Vom 19. bis 25. Oktober 2015 startete Innenminister Ralf Jäger mit der Polizei in Nordrhein-Westfalen die dritte landesweite Aktionswoche zum Einbruchschutz. Beratungs- und Informationsangebote sind neben Kontroll- und Ermittlungsarbeit im Kampf gegen Einbrecher ein Baustein. Bereits in den vergangenen zwei Jahren wurde die Aktionswoche aus Polizeikreisen kritisiert. Denn eine Vielzahl hochqualifizierter Polizeibeamter werden für Flyer-Aktionen, Beratung und Information der Bürgerinnen und Bürger bzw. bei der Suche nach gekippten Wohnungsfenstern gebunden, anstatt die Ermittlungs- und Fahndungsarbeit vor Ort zu intensivieren.
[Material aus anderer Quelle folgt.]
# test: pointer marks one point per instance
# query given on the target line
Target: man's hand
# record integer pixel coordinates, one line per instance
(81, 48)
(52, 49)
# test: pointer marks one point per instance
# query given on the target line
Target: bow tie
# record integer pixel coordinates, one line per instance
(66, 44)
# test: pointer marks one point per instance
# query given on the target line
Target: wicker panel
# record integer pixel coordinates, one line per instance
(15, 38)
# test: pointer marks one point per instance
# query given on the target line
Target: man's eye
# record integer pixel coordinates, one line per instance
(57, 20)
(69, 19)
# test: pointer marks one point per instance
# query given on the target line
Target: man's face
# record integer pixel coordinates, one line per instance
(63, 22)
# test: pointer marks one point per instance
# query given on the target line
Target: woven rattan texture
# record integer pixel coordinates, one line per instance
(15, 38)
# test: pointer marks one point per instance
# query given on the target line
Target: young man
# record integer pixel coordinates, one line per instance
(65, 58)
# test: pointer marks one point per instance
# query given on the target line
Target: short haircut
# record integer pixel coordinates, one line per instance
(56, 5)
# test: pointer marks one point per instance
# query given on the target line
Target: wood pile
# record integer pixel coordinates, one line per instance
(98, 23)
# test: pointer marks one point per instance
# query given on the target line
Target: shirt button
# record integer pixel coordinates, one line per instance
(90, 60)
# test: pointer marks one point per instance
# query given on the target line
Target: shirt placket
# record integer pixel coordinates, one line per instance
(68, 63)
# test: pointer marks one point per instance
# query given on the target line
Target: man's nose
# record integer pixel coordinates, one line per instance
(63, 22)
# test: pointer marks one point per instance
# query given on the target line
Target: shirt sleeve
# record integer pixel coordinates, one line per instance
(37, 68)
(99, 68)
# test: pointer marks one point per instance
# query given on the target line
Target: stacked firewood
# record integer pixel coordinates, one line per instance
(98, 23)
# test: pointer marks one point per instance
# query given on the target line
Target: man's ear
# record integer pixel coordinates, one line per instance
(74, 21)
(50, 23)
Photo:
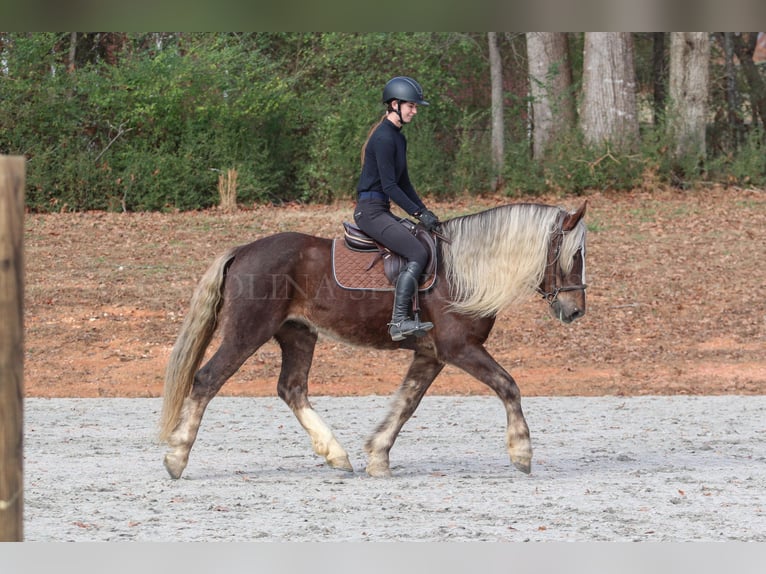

Für eine ehrliche Gesamtbilanz gilt es auch für die dritte Aktionswoche zu hinterfragen, wie viele Einbrüche in der Aktionswoche verübt wurden und wie viele Täter bislang ermittelt bzw. potenzielle Täter gefasst werden konnten.

Vor diesem Hintergrund frage ich die Landesregierung:

1. Wie viele Polizeibeamte/innen waren in diesem Jahr in der Aktionswoche „Riegel vor! Sicher ist sicherer.“ in den Kreispolizeibehörden in NRW eingesetzt (bitte nach Art der Maßnahmen - Beratungs- und Informationsmaßnahmen, etc., Zahl eingesetzter Beamter/innen und Arbeitsstunden aufgeschlüsselt)?

2. Wie viele vollendete oder versuchte Einbrüche wurden in den 47 Kreispolizeibehörden (bitte für jede KPB getrennt ausweisen und getrennt nach Wohnungseinbruchsdiebstählen und sonstigen Einbruchdiebstählen, worunter insb. auch solche in Geschäfts- und Firmenräume fallen) während der Aktionswoche3. Wie viele Tatverdächtige für einen dieser in der Aktionswoche begangenen Einbrüche konnten bislang in den 47 Kreispolizeibehörden (bitte für jede KPB getrennt ausweisen) jeweils ermittelt werden?

4. Wie viele Personen konnten während der Aktionswoche bei Razzien und Straßenkontrollen ermittelt werden, gegen die der Verdacht eines geplanten oder begangenen Einbruchs – z.B. weil Beamte Einbruchswerkzeug oder Beute bei ihnen fanden – besteht? (Ausweislich der Presseerklärung sollte die präventive Aktionswoche „Riegel vor! Sicher ist sicherer.“ die Razzien und Straßenkontrollen gegen Einbrecherbanden ergänzen)

5. Gegen wie viele ermittelte Tatverdächtige wurde im Rahmen eines besonders beschleunigten Verfahrens (vgl. Vorlagen 16/3240 und 16/3144) vorgegangen?